Using a “simple one step process” co-author Professor Jongheop Yi of Seoul National University says that the new materials outperforms currently available carbon, graphene and carbon nanotubes. It could potentially be used to coat the electrodes of supercapacitors: electrochemical components that can store extremely large amounts of electrical energy.

“Numerous countries are developing strict regulations to avoid the trillions of toxic and non-biodegradable used cigarette filters that are disposed of into the environment each year. Our method is just one way of achieving this,” adds Professor Yi.

Carbon is the go to material to coat supercapacitors as it is cheap, plentiful has a high surface area and high electrical conductivity. However, if this new material outperforms the commercially available option it could provide a great solution to the massive issue of cigarette waste.

Scientists around the world have been working towards improving the characteristics of supercapacitors while also trying to reduce production costs.

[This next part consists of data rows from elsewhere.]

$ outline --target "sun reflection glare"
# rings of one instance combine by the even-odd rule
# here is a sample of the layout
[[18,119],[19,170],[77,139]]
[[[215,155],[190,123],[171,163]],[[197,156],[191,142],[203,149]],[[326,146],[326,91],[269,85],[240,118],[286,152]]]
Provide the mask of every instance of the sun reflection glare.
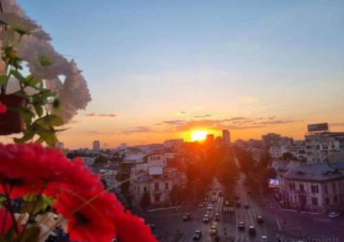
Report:
[[193,141],[202,141],[206,138],[208,132],[204,130],[196,130],[191,132],[191,138]]

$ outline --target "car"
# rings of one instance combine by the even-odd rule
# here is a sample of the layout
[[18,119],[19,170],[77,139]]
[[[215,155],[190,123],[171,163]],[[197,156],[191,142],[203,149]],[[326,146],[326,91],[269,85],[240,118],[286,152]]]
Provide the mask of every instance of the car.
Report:
[[329,217],[338,217],[341,213],[339,212],[332,212],[328,215]]
[[209,215],[204,215],[204,216],[203,216],[203,222],[208,223],[208,221],[209,221]]
[[263,223],[264,220],[263,219],[263,217],[261,216],[257,216],[257,221],[258,223]]
[[256,228],[253,226],[248,226],[248,234],[255,234]]
[[190,213],[186,213],[183,217],[183,221],[189,221],[189,220],[191,220],[191,215]]
[[154,229],[154,224],[153,223],[148,223],[147,226],[148,227],[149,227],[151,228],[151,230],[153,230]]
[[209,230],[209,232],[211,233],[211,234],[215,234],[217,232],[216,226],[212,225],[211,226],[211,229]]
[[200,231],[200,230],[195,231],[195,232],[193,233],[193,239],[194,241],[197,241],[200,239],[201,239],[201,237],[202,237],[202,231]]
[[244,230],[245,229],[245,223],[244,223],[244,222],[237,223],[237,228],[239,229],[240,230]]
[[216,213],[215,215],[215,221],[220,221],[221,220],[221,217],[219,216],[219,213]]
[[269,239],[266,235],[262,235],[260,237],[260,242],[269,242]]

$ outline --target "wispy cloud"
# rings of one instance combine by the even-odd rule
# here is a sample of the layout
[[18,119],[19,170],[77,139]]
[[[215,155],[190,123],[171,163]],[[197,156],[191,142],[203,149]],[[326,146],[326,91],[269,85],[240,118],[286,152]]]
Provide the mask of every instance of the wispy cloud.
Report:
[[116,114],[95,114],[94,112],[86,114],[87,117],[117,117]]

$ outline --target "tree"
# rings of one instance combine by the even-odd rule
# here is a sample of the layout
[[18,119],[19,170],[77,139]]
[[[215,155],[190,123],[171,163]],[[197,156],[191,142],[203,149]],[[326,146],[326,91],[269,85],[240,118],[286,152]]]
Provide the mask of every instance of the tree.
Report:
[[149,193],[148,193],[148,191],[146,191],[143,193],[140,206],[143,209],[147,209],[149,205],[151,205],[151,198],[149,197]]
[[107,159],[102,156],[99,155],[96,158],[96,160],[94,160],[94,163],[96,164],[99,164],[99,163],[107,163]]

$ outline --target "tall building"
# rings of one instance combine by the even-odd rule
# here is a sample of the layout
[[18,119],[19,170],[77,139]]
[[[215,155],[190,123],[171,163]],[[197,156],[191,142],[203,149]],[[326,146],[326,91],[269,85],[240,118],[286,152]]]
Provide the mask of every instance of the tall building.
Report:
[[224,145],[229,145],[230,143],[230,132],[227,130],[222,130],[222,138]]
[[99,141],[93,141],[93,151],[99,152],[100,149],[100,142]]
[[344,160],[344,132],[331,132],[327,123],[308,125],[305,135],[308,163]]

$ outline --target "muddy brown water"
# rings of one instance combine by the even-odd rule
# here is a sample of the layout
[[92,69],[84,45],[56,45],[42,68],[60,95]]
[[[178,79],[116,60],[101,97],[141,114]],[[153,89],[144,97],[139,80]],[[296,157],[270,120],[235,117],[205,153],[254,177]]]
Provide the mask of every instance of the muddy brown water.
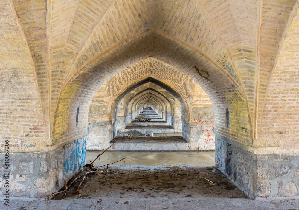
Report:
[[[87,151],[86,160],[94,160],[102,151]],[[116,165],[215,166],[215,152],[123,152],[106,151],[97,160],[95,165],[102,165],[126,158],[113,165]]]

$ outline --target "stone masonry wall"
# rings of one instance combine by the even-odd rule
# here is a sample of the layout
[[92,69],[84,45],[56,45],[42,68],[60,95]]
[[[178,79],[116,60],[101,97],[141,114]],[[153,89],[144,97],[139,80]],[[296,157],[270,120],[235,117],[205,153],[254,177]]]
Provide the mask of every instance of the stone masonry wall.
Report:
[[[64,186],[65,180],[70,179],[85,164],[86,151],[83,138],[51,152],[10,153],[10,196],[45,198],[58,190]],[[4,156],[0,154],[0,160]],[[2,195],[3,177],[0,177]]]
[[216,135],[216,167],[250,197],[299,195],[299,155],[255,155]]

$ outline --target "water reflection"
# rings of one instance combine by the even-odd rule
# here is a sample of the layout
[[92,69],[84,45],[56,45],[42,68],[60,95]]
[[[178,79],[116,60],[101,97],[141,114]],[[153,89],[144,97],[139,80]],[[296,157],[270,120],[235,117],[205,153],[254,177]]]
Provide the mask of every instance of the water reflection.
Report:
[[[87,151],[86,162],[94,160],[99,151]],[[215,165],[214,152],[109,152],[106,151],[100,156],[100,161],[97,159],[94,165],[103,165],[113,163],[126,158],[123,161],[113,165],[145,166]]]

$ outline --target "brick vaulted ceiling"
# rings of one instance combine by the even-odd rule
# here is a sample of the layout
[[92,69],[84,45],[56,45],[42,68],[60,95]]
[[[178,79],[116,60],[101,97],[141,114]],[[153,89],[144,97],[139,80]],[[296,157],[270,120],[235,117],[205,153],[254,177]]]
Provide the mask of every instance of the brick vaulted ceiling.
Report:
[[[298,24],[293,20],[299,12],[295,0],[0,0],[0,4],[1,14],[11,18],[2,21],[1,29],[13,30],[27,48],[20,57],[35,71],[46,125],[52,125],[47,123],[53,121],[62,91],[76,75],[101,55],[154,32],[226,72],[246,99],[254,136],[276,62],[290,56],[281,49],[292,43],[287,32]],[[0,35],[13,48],[12,40]]]

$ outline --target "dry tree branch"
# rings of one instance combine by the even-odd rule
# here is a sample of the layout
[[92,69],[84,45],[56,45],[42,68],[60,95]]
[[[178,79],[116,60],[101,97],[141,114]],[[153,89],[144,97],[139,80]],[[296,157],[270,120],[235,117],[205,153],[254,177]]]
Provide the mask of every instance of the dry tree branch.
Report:
[[106,165],[103,165],[102,166],[99,166],[99,167],[98,167],[96,169],[97,169],[98,168],[100,168],[101,167],[102,167],[103,166],[107,166],[108,167],[108,165],[111,165],[111,164],[113,164],[114,163],[117,163],[118,162],[119,162],[120,161],[121,161],[123,160],[124,159],[126,159],[126,158],[123,158],[123,159],[122,159],[121,160],[120,160],[119,161],[115,161],[114,163],[109,163],[109,164],[106,164]]
[[108,150],[108,149],[109,149],[109,148],[110,148],[110,147],[111,147],[112,146],[112,145],[111,145],[111,146],[110,146],[109,147],[108,147],[108,148],[107,148],[106,149],[106,150],[105,150],[104,151],[104,152],[102,152],[101,154],[100,154],[100,155],[97,155],[97,157],[95,159],[94,159],[94,160],[93,161],[92,161],[92,162],[91,163],[93,163],[94,162],[94,161],[96,161],[96,160],[97,160],[97,159],[99,157],[100,157],[101,155],[103,155],[103,153],[104,153],[105,152],[106,152],[106,151]]
[[89,171],[89,172],[86,172],[85,173],[83,173],[83,174],[80,174],[79,176],[77,176],[74,179],[71,181],[71,183],[70,183],[70,184],[69,184],[67,186],[66,186],[66,185],[65,185],[65,186],[66,187],[66,188],[65,189],[65,190],[62,190],[62,191],[60,191],[59,192],[54,192],[53,193],[52,193],[52,194],[51,194],[51,195],[47,195],[47,200],[51,200],[53,197],[53,196],[54,196],[55,195],[56,195],[57,194],[58,194],[59,193],[63,193],[65,194],[66,194],[66,193],[65,192],[67,192],[67,190],[68,189],[69,189],[71,187],[71,185],[72,184],[73,184],[73,183],[75,181],[76,181],[76,180],[77,180],[77,179],[78,179],[78,178],[79,178],[80,177],[81,177],[83,176],[83,175],[86,175],[87,174],[89,174],[89,173],[96,173],[96,172],[97,172],[97,171]]

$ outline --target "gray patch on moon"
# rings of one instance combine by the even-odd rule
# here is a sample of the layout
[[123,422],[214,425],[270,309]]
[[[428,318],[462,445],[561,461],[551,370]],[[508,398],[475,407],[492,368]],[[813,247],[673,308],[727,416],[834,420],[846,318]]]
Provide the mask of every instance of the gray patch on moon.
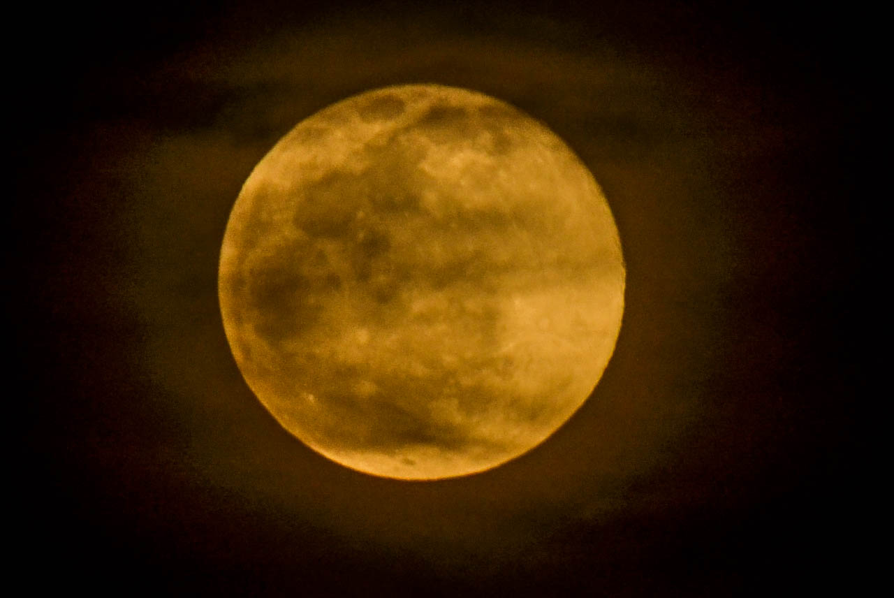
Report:
[[357,111],[365,122],[385,121],[396,118],[403,114],[406,104],[402,99],[392,94],[376,96]]

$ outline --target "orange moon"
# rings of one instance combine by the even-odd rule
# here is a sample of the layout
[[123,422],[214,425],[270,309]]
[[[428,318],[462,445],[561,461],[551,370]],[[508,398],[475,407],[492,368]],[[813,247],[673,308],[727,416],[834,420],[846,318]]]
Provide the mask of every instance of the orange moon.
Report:
[[374,476],[484,471],[586,400],[625,266],[593,175],[546,126],[439,85],[299,123],[230,215],[218,295],[245,381],[316,452]]

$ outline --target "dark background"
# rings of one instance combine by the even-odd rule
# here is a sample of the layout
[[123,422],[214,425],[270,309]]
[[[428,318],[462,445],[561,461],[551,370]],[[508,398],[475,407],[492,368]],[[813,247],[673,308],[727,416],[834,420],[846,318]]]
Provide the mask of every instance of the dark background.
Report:
[[[10,492],[32,581],[853,593],[875,192],[860,173],[872,17],[842,11],[163,1],[14,15],[30,41],[9,67],[6,256],[21,282],[6,305],[24,406]],[[530,453],[434,483],[350,471],[284,433],[242,382],[216,303],[253,165],[316,110],[404,82],[545,122],[603,185],[628,263],[618,347],[585,407]]]

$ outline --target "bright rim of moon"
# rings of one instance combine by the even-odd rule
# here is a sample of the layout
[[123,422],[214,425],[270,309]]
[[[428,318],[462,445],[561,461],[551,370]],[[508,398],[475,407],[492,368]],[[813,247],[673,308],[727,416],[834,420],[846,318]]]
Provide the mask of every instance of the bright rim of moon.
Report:
[[614,219],[517,108],[384,88],[258,163],[221,249],[224,327],[288,432],[348,467],[436,479],[540,444],[605,369],[624,310]]

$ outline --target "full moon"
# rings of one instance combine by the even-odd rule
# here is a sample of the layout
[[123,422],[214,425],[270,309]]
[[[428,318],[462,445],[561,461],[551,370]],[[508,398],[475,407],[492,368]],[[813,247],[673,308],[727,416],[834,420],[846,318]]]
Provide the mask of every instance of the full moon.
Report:
[[614,350],[625,266],[593,175],[481,93],[404,85],[299,122],[230,215],[218,295],[245,381],[355,470],[481,472],[537,446]]

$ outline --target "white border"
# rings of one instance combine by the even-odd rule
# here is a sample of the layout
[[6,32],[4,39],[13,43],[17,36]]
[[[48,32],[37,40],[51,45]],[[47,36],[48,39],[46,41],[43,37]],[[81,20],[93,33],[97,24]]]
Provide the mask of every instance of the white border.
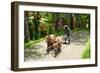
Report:
[[[24,62],[24,11],[47,11],[47,12],[65,12],[65,13],[88,13],[91,15],[91,59],[64,60],[64,61],[44,61],[44,62]],[[95,64],[95,10],[81,8],[63,8],[63,7],[45,7],[45,6],[28,6],[19,5],[19,68],[34,68],[62,65],[82,65]]]

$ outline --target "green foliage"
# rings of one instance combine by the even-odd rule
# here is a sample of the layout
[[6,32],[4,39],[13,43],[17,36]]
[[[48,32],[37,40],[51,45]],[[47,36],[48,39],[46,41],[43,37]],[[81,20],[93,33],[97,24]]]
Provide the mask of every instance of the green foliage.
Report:
[[25,48],[33,48],[38,42],[43,41],[45,38],[41,38],[39,40],[35,40],[35,41],[29,41],[28,43],[24,44]]
[[[90,27],[90,15],[89,14],[76,14],[76,13],[56,13],[56,12],[36,12],[26,11],[25,22],[28,23],[27,29],[29,32],[25,36],[25,43],[37,41],[47,34],[63,35],[63,26],[67,24],[69,28],[73,28],[72,31],[88,30]],[[63,26],[55,25],[58,18],[63,18],[65,21]],[[59,20],[58,20],[59,21]],[[58,29],[56,29],[58,27]],[[31,43],[30,43],[31,44]],[[30,45],[27,45],[30,46]]]
[[88,41],[88,43],[86,44],[86,47],[84,49],[84,51],[82,52],[82,59],[89,59],[90,56],[90,42]]

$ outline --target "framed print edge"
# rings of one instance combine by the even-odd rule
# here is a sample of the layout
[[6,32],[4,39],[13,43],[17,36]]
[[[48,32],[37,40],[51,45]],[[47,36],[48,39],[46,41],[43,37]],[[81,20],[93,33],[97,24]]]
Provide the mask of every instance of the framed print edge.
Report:
[[[11,3],[11,70],[18,70],[18,3]],[[16,33],[15,33],[16,32]]]
[[[34,67],[34,68],[19,68],[19,5],[36,5],[50,7],[69,7],[69,8],[86,8],[95,9],[95,64],[70,65],[70,66],[50,66],[50,67]],[[79,68],[97,66],[97,7],[82,6],[82,5],[67,5],[67,4],[49,4],[49,3],[33,3],[33,2],[12,2],[11,3],[11,70],[13,71],[28,71],[28,70],[45,70],[45,69],[61,69],[61,68]]]

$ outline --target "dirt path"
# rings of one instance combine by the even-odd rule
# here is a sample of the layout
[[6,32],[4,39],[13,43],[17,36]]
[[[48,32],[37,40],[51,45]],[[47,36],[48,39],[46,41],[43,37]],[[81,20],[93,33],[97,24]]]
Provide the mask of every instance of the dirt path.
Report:
[[61,53],[55,58],[52,54],[46,55],[47,45],[45,40],[39,42],[35,49],[25,49],[25,61],[41,61],[41,60],[69,60],[80,59],[80,55],[85,48],[86,38],[89,37],[88,32],[74,32],[71,35],[70,44],[62,44]]

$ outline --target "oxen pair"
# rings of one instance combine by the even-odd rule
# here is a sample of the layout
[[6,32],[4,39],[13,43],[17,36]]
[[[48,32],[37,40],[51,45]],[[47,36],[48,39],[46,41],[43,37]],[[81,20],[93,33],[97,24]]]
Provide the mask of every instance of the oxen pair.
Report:
[[61,37],[55,35],[48,35],[46,42],[47,42],[46,53],[49,54],[52,51],[53,56],[56,57],[61,52],[61,43],[62,43]]

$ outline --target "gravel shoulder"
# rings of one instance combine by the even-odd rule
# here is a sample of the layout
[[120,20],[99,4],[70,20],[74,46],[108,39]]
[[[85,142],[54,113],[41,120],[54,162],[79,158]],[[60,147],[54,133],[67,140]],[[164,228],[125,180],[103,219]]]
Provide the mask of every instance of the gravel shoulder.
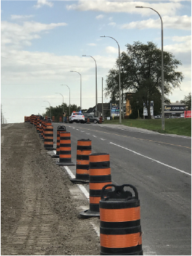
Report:
[[99,255],[99,237],[79,215],[88,200],[72,195],[77,186],[32,125],[1,125],[1,255]]

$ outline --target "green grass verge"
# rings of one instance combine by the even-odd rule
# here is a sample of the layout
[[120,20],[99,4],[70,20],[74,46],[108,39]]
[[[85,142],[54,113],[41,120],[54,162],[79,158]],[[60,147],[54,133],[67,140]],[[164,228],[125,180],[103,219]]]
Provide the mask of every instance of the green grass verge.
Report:
[[[104,121],[105,124],[119,125],[119,119]],[[171,134],[192,137],[192,119],[165,119],[165,131],[162,130],[161,119],[123,119],[122,125],[137,127],[163,134]]]

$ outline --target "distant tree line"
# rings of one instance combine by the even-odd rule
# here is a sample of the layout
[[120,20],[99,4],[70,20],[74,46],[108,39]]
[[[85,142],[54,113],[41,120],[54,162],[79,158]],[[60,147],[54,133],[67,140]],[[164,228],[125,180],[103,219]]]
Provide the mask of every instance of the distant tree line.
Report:
[[[148,118],[151,119],[150,102],[154,102],[154,114],[161,112],[161,50],[148,42],[146,45],[136,42],[127,44],[127,50],[120,54],[120,82],[122,102],[126,99],[126,93],[131,93],[131,116],[138,116],[138,110],[143,114],[143,103],[148,108]],[[165,102],[168,103],[168,96],[174,88],[179,88],[184,76],[176,70],[181,62],[175,59],[169,52],[163,52],[164,62],[164,96]],[[105,88],[106,96],[112,103],[119,101],[119,59],[116,60],[114,68],[109,71]]]

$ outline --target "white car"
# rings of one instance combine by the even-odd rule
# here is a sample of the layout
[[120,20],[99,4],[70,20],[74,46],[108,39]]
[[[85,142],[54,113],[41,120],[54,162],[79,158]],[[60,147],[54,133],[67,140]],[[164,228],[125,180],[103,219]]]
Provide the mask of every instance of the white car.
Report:
[[85,116],[80,112],[72,112],[71,116],[69,116],[69,122],[85,122]]

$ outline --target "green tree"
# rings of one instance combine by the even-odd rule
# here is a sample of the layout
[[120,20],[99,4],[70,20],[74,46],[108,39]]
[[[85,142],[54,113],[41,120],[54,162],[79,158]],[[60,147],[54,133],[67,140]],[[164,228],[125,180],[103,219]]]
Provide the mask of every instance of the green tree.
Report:
[[[126,45],[127,53],[123,52],[120,56],[121,90],[123,98],[124,91],[133,93],[133,100],[138,101],[140,105],[145,104],[148,108],[148,118],[150,114],[150,102],[159,99],[156,105],[161,108],[161,50],[157,45],[148,42],[147,45],[136,42]],[[163,52],[164,58],[164,93],[168,96],[175,88],[179,88],[184,76],[182,72],[176,71],[180,61],[175,59],[169,52]],[[106,96],[119,99],[118,92],[118,63],[109,71],[106,79]],[[158,112],[158,111],[157,111]]]
[[188,110],[192,111],[192,93],[189,93],[188,96],[185,96],[184,99],[181,100],[180,102],[186,104],[188,107]]

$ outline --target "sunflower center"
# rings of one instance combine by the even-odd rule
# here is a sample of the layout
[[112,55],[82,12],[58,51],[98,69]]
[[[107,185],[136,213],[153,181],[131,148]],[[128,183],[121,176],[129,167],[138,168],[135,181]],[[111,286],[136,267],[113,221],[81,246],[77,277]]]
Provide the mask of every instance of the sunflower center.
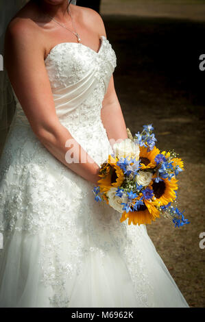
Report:
[[165,193],[166,185],[163,180],[159,182],[154,182],[152,188],[155,197],[158,199]]
[[112,175],[111,175],[111,184],[114,184],[114,182],[116,182],[117,179],[117,175],[116,174],[116,171],[113,170],[112,171]]
[[150,163],[150,161],[149,159],[147,159],[147,158],[141,158],[141,163],[143,163],[143,164],[145,164],[145,166],[147,166],[149,164],[149,163]]

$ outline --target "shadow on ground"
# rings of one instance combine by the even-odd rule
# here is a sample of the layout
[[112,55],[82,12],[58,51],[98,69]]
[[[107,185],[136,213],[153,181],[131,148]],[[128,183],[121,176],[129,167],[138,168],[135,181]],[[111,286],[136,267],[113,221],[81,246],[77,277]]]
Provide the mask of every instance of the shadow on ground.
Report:
[[205,23],[136,16],[104,15],[116,52],[114,82],[127,126],[132,132],[153,123],[160,149],[174,149],[185,162],[179,208],[191,224],[174,229],[164,219],[147,227],[158,251],[193,307],[205,306],[204,121]]

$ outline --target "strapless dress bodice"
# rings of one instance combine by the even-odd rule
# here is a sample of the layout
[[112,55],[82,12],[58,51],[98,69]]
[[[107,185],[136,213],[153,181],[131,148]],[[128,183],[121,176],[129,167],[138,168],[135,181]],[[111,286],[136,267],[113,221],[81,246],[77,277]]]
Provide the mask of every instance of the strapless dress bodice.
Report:
[[[101,110],[117,64],[116,55],[108,40],[104,36],[100,39],[98,52],[82,43],[62,42],[51,49],[45,60],[60,123],[97,163],[106,156],[96,154],[96,160],[91,150],[97,150],[99,145],[108,147]],[[15,98],[16,124],[29,126],[16,95]]]

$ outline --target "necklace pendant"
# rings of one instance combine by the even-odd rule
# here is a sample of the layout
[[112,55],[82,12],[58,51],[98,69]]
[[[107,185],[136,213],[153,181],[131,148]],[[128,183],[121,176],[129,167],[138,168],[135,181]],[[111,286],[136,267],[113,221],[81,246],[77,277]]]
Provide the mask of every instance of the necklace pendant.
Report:
[[76,36],[76,37],[77,37],[77,42],[81,42],[81,39],[80,39],[80,36],[79,36],[79,34],[78,34],[77,32],[76,32],[76,34],[75,34],[75,36]]

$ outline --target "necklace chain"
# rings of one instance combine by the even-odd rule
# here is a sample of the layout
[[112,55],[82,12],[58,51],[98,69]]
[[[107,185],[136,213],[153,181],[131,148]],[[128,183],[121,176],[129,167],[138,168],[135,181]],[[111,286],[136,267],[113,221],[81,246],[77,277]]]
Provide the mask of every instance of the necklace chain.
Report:
[[69,15],[71,16],[71,22],[72,22],[72,25],[73,25],[73,29],[74,29],[74,32],[73,32],[72,30],[71,30],[69,28],[68,28],[67,27],[66,27],[63,23],[60,23],[59,21],[58,21],[57,20],[54,19],[54,18],[52,18],[51,16],[49,16],[48,14],[45,14],[47,16],[49,16],[51,20],[53,20],[53,21],[55,21],[55,23],[58,23],[58,25],[59,25],[60,26],[62,27],[63,28],[65,28],[66,29],[69,30],[69,32],[72,32],[75,36],[75,37],[77,38],[77,42],[81,42],[81,39],[80,38],[80,36],[79,34],[77,34],[77,32],[76,32],[75,30],[75,25],[74,25],[74,23],[73,23],[73,18],[72,18],[72,15],[71,15],[71,12],[70,11],[70,10],[68,8],[68,14]]

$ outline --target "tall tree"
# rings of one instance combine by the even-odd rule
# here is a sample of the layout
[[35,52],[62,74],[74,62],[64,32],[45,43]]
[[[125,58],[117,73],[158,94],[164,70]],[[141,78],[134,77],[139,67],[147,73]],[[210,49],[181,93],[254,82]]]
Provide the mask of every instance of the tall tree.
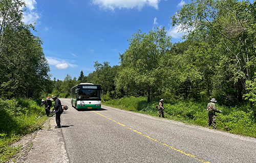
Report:
[[80,76],[78,77],[78,80],[81,83],[85,83],[86,82],[86,77],[84,76],[82,70],[80,73]]
[[171,37],[164,27],[142,33],[140,30],[129,39],[129,48],[120,55],[121,71],[116,79],[117,87],[127,90],[133,88],[144,90],[150,102],[152,89],[159,85],[163,77],[159,69],[160,61],[172,46]]
[[207,53],[219,58],[211,82],[215,95],[226,102],[242,101],[246,81],[254,75],[255,6],[249,1],[195,0],[171,17],[187,32],[185,38],[199,43],[196,52],[210,47]]
[[50,79],[42,42],[31,33],[33,25],[21,21],[23,2],[0,4],[0,96],[8,98],[38,97]]

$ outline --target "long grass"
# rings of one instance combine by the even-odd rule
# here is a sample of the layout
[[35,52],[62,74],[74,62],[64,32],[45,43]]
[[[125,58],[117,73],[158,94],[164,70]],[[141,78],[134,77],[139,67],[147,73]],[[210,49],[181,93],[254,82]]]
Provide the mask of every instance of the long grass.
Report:
[[[119,108],[121,109],[138,112],[142,113],[158,116],[158,109],[155,108],[159,101],[149,103],[146,98],[134,97],[111,100],[103,102],[103,105]],[[207,102],[180,101],[175,104],[164,104],[165,116],[168,119],[203,127],[207,124]],[[233,107],[220,106],[216,103],[217,109],[222,110],[217,118],[217,129],[225,130],[227,126],[233,134],[256,137],[255,111],[248,105]],[[225,124],[225,125],[221,122]]]
[[[0,99],[0,162],[13,157],[20,147],[10,146],[37,129],[46,120],[44,108],[30,99]],[[38,117],[41,117],[40,118]]]

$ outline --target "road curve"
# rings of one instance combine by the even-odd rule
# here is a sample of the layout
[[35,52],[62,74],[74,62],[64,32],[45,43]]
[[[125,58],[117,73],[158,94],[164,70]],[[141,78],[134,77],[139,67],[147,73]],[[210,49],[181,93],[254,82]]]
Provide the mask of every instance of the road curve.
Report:
[[70,162],[256,162],[255,138],[103,105],[77,111],[60,100]]

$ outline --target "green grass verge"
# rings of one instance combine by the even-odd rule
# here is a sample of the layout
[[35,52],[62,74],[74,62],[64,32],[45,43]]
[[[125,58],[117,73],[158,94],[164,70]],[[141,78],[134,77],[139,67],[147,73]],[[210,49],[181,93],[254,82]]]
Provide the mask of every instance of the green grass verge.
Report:
[[0,99],[0,112],[2,163],[13,158],[21,149],[20,146],[13,147],[11,145],[23,136],[36,131],[47,117],[45,115],[44,108],[30,99]]
[[[121,98],[102,102],[103,105],[121,109],[140,112],[152,116],[158,116],[158,109],[155,107],[159,102],[147,102],[144,97]],[[164,104],[164,111],[170,116],[167,119],[189,124],[206,127],[207,124],[207,102],[181,101],[175,104]],[[248,105],[234,107],[220,106],[216,103],[217,109],[222,110],[217,119],[217,129],[225,130],[225,125],[233,134],[256,137],[255,113],[253,108]],[[166,114],[165,114],[166,115]]]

In the study by Seoul National University, the researchers demonstrated that the cellulose acetate fibers that cigarette filters are mostly composed of could be transformed into a carbon-based material using a burning technique called pyrolysis.

As a result of this burning process, the resulting carbon-based material contained a number of tiny pores, increasing its performance as a supercapacitive material.

Cigarette butts are the most common form of plastic litter on the beaches of the US and around the world. As well as being an eyesore, toxic chemicals continually leach out of the butts causing a plethora of issues particularly in marine wildlife. Cigarette butts have been found in the stomachs of fish, birds and other marine wildlife who mistake them for food. Estimates of the amount of cigarette butts found on beaches run into the trillions as any butts dropped on the street eventually make their way to the ocean via the storm water system.